A la mi-septembre, le Quotidien du Peuple avait argué de la nécessité pour Pékin de renforcer ses recherches sur le réchauffement de la planète. "Sur le problème mondial du changement climatique, la Chine doit continuer à faire entendre sa voix forte et responsable", proclamait l’organe du Parti communiste. La République populaire était déjà parvenue à des conclusions alarmantes dans son propre rapport d’évaluation des effets du changement climatique sur son territoire et sur les moyens de l’atténuer, rendu par le gouvernement à l’automne 2012.

Premier émetteur de CO2 de la planète, la Chine s’est engagée en 2009 à réduire ses émissions carbone de 45 % à l’horizon 2020 par rapport aux niveaux de 2005. Le gouvernement a promis au début du mois de septembre de baisser la part du charbon à 65 % du "mix" énergétique chinois en 2017, alors qu’elle était de 66,8 % en 2012, selon les chiffres officiels.

Au Brésil :

Le gouvernement n’a pas davantage commenté le rapport du GIEC mais les médias et réseaux sociaux brésiliens s’en sont largement emparé. Dans un pays où la question environnementale fait l’objet d’âpres débats, notamment à cause des pressions exercées par les puissantes compagnies minières et le front agropécuaire, le ton est à l’urgence climatique. Carlos Rittl, coordinateur du Programme des changements climatiques au WWF Brésil, a pointé l’augmentation des précipitations dans les régions déjà à fortes pluies et la diminution de l’humidité dans les zones sèches. "Au Brésil, a-t-il précisé, le semi-aride peut devenir plus aride alors que le sud et le sud-est peuvent avoir des précipitations plus abondantes qu’aujourd’hui."
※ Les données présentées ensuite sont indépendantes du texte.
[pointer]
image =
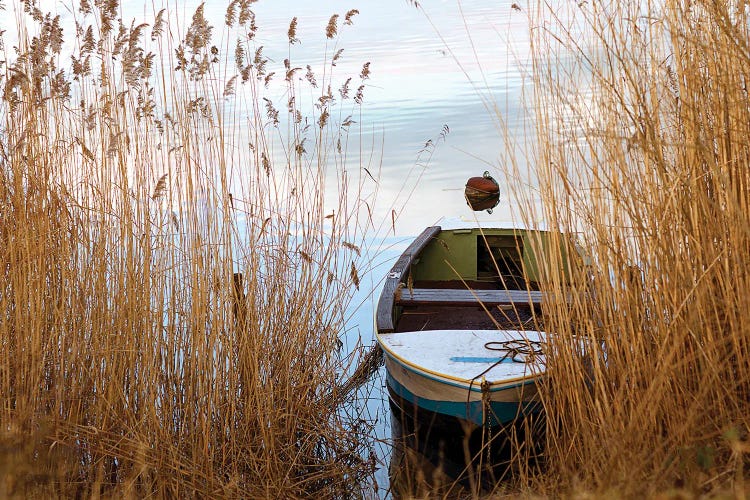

Le quotidien O Estado de S. Paulo va plus loin. Il reprend les résultats d’une étude du panel brésilien des changements climatiques (PBMC), publiée le 9 septembre, pour les comparer et les prolonger avec les données du GIEC. La projection obtenue indique, dans le scénario le plus optimiste d’ici à 2100, une augmentation de la température moyenne de 0,5 °C (centre-sud) à 1,5 °C (nord, nord-est et centre-ouest) et une élévation de 3 °C (sud et du littoral nord-est) à 7 °C (Amazonie) dans le pire des cas.

Greenpeace Brésil a eu tôt fait de dénoncer la multiplication des investissements dans les combustibles fossiles qui émettent des gaz à effet de serre. "Contre toutes les évidences, insiste son directeur Sergio Leitao, le pays insiste dans cette voie et s’apprête même à lancer sa première enchère des lots des bassins pétroliers en eaux très profondes de l’Atlantique, le pré-sal, une activité risquée, dangereuse et polluante, qui pourrait placer le pays parmi les plus grands émetteurs au monde."

Aux Etats-Unis :

Dès la publication du rapport alarmiste des experts du GIEC, le secrétaire d’Etat américain, John Kerry a appelé la communauté internationale à un "sursaut", exigeant une action forte et une plus grande coopération. "Seule une action des humains peut sauver le monde des pires impacts" qu’ils ont sur la planète a-t-il défendu.

En France :

Le premier ministre Jean-Marc Ayrault a lui aussi appelé à la "mobilisation générale" et souhaité que les nations parviennent en 2015 lors de la conférence sur le changement climatique qui se tiendra à Paris "à un accord ambitieux, permettant de limiter le réchauffement climatique à 2 °C d’ici la fin du siècle".